Download or read book The Law of Corporate Finance Funding exit takeovers written by Petri Mäntysaari and published by . This book was released on 2010 with total page pages. Available in PDF, EPUB and Kindle. Book excerpt:

Book The Law of Corporate Finance  General Principles and EU Law

Download or read book The Law of Corporate Finance General Principles and EU Law written by Petri Mäntysaari and published by Springer Science & Business Media. This book was released on 2010-05-03 with total page 594 pages. Available in PDF, EPUB and Kindle. Book excerpt: 1.1 Cash Flow, Risk, Agency, Information, Investments The first volume dealt with the management of: cash flow (and the exchange of goods and services); risk; agency relationships; and information. The firm m- ages these aspects by legal tools and practices in the context of all commercial transactions. The second volume discussed investments. As voluntary contracts belong to the most important legal tools available to the firm, the second volume provided an - troduction to the general legal aspects of generic investment contracts and p- ment obligations. This volume discusses funding transactions, exit, and a particular category of decisions raising existential questions (business acquisitions). Transactions which can be regarded as funding transactions from the perspective of a firm raising the funding can be regarded as investment transactions from the perspective of an - vestor that provides the funding. Although the perspective chosen in this volume is that of a firm raising funding, this volume will simultaneously provide infor- tion about the legal aspects of many investment transactions. 1.2 Funding, Exit, Acquisitions Funding transactions are obviously an important way to manage cash flow. All - vestments will have to be funded in some way or another. The firm’s funding mix will also influence risk in many ways. Funding. The most important way to raise funding is through retained profits and by using existing assets more efficiently. The firm can also borrow money from a bank, or issue debt, equity, or mezzanine securities to a small group of - vestors.

Book The Law of Corporate Finance  General Principles and EU Law

Download or read book The Law of Corporate Finance General Principles and EU Law written by Petri Mäntysaari and published by Springer Science & Business Media. This book was released on 2009-11-11 with total page 486 pages. Available in PDF, EPUB and Kindle. Book excerpt: This three-volume book constitutes the first attempt to define corporate finance law as an independent field of law with its own principles and tools. The book also contains a unique theory of corporate governance with the firm as the most important principal.

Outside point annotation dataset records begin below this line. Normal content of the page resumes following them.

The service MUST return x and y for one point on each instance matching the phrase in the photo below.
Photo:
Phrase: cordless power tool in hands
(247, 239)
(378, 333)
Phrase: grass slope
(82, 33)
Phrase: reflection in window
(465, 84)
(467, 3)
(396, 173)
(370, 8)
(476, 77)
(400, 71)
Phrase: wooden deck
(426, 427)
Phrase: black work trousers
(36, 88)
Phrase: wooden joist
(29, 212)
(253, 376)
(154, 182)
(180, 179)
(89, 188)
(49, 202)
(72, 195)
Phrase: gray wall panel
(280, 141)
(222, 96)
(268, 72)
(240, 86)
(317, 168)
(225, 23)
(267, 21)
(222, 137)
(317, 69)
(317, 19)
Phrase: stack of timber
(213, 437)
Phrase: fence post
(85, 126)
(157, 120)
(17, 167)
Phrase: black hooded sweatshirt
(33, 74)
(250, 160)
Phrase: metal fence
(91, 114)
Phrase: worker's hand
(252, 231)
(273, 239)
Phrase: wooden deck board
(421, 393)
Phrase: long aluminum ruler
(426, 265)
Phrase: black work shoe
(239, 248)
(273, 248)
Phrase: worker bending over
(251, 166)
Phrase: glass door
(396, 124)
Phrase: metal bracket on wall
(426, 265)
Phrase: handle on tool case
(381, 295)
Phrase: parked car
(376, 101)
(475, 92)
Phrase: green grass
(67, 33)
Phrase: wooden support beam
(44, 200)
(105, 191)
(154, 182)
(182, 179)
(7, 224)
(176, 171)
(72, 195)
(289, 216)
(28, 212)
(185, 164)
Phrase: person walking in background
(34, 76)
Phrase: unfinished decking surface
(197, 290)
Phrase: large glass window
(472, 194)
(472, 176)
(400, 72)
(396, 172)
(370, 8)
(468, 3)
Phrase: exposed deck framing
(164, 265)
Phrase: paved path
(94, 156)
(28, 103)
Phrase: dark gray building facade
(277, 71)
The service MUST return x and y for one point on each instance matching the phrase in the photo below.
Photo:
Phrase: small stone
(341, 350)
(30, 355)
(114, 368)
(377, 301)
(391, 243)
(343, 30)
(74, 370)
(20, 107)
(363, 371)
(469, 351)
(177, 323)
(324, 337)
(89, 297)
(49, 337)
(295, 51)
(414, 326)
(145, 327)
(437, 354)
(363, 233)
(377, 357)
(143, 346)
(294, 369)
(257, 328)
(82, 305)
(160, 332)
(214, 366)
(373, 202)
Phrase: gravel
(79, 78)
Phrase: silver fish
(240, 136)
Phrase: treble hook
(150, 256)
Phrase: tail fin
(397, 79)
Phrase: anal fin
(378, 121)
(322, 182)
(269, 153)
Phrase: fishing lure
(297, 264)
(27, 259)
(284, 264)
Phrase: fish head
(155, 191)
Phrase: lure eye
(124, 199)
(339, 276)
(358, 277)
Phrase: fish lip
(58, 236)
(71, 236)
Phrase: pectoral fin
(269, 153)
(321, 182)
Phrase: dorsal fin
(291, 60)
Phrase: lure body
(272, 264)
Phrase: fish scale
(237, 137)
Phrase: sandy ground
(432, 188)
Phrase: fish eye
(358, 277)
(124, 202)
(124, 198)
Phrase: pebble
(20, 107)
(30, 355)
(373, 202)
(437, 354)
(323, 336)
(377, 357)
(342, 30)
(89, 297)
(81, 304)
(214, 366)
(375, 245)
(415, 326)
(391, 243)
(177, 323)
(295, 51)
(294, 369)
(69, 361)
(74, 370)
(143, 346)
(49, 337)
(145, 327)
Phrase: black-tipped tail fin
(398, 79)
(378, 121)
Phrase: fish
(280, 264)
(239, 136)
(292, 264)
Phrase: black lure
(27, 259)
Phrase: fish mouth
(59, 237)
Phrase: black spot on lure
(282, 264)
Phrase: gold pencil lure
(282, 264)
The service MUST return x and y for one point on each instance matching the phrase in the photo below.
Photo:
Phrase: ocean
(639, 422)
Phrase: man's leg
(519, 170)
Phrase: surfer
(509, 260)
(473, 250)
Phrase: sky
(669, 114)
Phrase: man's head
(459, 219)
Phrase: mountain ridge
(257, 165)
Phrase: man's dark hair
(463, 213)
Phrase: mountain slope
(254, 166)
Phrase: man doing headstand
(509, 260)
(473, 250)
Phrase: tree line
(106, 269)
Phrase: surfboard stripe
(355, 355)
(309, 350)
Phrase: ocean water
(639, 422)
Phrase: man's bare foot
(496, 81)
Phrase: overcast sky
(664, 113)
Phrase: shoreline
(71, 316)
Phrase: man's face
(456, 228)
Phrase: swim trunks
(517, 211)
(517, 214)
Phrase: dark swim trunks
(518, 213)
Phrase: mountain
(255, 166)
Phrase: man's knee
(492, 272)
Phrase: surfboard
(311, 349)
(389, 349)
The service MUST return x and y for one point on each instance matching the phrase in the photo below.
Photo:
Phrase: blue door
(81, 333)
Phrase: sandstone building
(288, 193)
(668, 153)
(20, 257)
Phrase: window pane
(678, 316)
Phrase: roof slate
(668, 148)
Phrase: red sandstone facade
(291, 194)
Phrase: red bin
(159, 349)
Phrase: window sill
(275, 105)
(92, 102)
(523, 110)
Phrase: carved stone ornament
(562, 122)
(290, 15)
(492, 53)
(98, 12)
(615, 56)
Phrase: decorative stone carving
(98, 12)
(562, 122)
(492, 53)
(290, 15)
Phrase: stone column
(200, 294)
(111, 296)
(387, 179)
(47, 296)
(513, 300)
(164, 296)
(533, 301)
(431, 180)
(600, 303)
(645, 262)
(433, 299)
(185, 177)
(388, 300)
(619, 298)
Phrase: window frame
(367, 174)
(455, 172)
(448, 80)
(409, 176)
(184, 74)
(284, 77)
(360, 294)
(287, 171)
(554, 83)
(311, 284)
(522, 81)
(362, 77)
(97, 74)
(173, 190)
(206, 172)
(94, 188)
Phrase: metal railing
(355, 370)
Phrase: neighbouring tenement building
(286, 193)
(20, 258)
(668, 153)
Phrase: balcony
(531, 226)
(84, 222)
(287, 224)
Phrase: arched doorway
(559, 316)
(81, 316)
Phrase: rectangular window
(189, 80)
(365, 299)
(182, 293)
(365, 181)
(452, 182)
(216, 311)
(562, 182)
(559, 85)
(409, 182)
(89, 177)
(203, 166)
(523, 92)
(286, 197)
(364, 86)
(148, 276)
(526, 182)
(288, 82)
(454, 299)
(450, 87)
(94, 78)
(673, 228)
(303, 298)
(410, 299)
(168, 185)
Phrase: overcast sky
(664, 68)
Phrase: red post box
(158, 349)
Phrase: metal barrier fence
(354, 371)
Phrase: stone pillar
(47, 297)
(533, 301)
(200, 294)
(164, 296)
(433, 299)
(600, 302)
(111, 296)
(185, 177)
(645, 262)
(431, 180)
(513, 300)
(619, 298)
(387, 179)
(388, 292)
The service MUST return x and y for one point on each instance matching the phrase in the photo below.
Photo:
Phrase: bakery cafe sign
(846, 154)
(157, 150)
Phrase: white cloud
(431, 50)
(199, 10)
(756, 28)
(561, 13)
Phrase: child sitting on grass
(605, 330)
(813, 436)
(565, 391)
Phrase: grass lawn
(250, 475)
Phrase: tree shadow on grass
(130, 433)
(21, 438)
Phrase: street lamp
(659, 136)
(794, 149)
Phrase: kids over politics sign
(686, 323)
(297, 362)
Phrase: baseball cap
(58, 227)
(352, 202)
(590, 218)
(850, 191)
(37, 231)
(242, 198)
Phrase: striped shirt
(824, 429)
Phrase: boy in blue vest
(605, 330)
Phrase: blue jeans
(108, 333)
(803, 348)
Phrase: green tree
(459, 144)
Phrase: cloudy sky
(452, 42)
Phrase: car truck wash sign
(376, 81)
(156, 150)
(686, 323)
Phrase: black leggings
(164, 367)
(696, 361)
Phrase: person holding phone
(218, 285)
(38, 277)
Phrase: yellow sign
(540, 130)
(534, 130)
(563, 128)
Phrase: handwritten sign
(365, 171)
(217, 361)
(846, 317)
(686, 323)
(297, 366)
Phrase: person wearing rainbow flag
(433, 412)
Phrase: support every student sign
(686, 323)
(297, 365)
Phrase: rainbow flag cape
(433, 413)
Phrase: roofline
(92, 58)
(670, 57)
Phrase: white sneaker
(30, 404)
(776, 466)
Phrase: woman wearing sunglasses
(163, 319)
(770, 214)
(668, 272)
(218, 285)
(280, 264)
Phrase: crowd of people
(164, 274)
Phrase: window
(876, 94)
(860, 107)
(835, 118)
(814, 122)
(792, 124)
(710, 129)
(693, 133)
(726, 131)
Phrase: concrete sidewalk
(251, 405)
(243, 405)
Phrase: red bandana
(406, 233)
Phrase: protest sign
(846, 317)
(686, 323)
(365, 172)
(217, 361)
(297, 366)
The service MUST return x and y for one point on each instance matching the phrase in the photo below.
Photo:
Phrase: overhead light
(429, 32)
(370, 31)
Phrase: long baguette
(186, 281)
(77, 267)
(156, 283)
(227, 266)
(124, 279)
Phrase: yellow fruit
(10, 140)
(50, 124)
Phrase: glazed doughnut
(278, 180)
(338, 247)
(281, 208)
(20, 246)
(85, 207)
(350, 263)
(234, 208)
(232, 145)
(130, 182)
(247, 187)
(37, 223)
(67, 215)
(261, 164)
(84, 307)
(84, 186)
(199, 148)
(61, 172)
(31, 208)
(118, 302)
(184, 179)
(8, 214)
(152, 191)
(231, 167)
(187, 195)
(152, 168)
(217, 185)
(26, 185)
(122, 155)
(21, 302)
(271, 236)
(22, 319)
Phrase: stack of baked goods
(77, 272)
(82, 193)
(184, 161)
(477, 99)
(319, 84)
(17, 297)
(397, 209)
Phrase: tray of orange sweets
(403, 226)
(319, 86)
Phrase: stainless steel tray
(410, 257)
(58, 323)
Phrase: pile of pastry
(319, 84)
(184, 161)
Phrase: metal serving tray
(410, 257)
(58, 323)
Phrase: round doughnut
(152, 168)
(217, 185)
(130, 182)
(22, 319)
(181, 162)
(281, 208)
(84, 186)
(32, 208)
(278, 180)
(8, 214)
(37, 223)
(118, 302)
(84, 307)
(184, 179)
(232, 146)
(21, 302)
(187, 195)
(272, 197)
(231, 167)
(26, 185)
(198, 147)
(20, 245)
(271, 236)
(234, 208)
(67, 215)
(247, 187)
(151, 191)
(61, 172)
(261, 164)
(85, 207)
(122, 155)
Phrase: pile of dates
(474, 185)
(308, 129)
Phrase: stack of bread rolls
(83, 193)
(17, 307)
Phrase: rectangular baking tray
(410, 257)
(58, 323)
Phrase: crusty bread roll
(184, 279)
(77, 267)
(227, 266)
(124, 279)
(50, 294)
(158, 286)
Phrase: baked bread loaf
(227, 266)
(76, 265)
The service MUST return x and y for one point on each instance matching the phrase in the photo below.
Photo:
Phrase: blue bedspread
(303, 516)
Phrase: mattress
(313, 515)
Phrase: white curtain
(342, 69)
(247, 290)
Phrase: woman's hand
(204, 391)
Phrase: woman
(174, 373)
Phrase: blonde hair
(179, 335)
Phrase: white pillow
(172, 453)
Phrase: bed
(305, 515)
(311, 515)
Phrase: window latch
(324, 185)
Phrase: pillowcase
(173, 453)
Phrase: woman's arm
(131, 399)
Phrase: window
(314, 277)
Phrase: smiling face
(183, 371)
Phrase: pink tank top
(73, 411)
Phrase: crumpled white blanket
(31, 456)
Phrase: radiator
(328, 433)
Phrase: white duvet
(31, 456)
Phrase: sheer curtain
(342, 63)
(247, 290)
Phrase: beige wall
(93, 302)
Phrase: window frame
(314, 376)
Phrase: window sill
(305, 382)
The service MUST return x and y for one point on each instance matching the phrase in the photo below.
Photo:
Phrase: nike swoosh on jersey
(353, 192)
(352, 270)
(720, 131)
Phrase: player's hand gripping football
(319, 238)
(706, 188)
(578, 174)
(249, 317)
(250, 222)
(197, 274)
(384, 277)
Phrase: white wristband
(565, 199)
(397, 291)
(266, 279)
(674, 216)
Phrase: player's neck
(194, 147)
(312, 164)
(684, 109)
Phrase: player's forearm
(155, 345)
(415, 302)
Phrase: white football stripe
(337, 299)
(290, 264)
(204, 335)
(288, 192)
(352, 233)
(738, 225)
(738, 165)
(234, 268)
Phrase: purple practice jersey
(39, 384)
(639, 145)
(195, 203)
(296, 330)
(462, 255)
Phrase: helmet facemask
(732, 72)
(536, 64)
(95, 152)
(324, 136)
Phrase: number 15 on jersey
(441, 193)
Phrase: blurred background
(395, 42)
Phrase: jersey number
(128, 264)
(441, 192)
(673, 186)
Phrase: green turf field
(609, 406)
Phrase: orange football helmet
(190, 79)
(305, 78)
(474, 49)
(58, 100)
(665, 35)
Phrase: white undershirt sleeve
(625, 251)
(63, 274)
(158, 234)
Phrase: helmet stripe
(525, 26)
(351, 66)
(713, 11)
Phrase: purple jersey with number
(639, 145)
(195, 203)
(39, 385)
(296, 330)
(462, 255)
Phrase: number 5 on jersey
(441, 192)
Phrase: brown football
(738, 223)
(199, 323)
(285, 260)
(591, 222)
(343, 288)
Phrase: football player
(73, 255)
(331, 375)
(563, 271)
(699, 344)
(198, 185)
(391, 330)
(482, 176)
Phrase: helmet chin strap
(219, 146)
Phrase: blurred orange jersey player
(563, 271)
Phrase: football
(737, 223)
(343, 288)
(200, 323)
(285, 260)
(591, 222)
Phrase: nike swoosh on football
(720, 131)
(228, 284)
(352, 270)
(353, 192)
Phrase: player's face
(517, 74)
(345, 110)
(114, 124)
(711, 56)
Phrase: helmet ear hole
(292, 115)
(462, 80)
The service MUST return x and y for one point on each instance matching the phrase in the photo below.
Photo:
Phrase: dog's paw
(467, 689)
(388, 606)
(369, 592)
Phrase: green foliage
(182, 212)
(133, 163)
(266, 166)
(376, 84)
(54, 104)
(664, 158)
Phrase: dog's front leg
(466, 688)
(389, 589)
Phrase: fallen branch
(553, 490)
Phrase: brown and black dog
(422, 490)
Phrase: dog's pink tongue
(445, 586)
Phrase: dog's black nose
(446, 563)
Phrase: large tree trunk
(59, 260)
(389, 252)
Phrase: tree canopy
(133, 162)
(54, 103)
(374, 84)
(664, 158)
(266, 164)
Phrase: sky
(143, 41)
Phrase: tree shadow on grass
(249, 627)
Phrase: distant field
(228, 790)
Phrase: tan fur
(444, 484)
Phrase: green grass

Book Venture Capital and Buyouts

Download or read book Venture Capital and Buyouts written by Brian Coyle and published by Psychology Press. This book was released on 2000 with total page 152 pages. Available in PDF, EPUB and Kindle. Book excerpt: First Published in 1998. Routledge is an imprint of Taylor & Francis, an informa company.

Book The Law of Corporate Finance  General Principles and EU Law

Download or read book The Law of Corporate Finance General Principles and EU Law written by Petri Mäntysaari and published by Springer Science & Business Media. This book was released on 2009-11-11 with total page 429 pages. Available in PDF, EPUB and Kindle. Book excerpt: 1. 1 Investments, Generic Contracts, Payments According to Volume I, contracts are one of the five generic legal tools used to manage cash flow, risk, agency relationships, and information. Many investments are therefore based on one or more contracts. Obviously, the firm should draft good contracts. Good drafting can ensure the same intended cash flow with reduced risk. Bad drafting can increase risk. This volume attempts to deconstruct contracts used by non-financial firms and analyse them from a cash flow, risk, agency, and information perspective. The starting point is a generic contract, i. e. a contract which does not belong to any particular contract type (Chapters 2–7). This volume will also focus on payment obligations. Payment obligations are characteristic of all financial instruments, and they can range from simple payment obligations in minor sales contracts and traditional lending contracts (Chapters 8– 11). 1. 2 Particular Contract Types A number of particular contract types have been discussed in the other volumes of this book. (1) A certain party’s investment contract can be another party’s fu- ing contract. Particular investment contracts will therefore be discussed in Volume III in the context of funding. (2) Many contracts are necessary in the context of business acquisitions discussed in Volume III. (3) Multi-party contracts are c- mon in corporate finance. The firm’s contracts with two or more parties range from syndicated loans to central counterparties’ contracts. Such contracts will be discussed both in Chapter 12 and Volume III.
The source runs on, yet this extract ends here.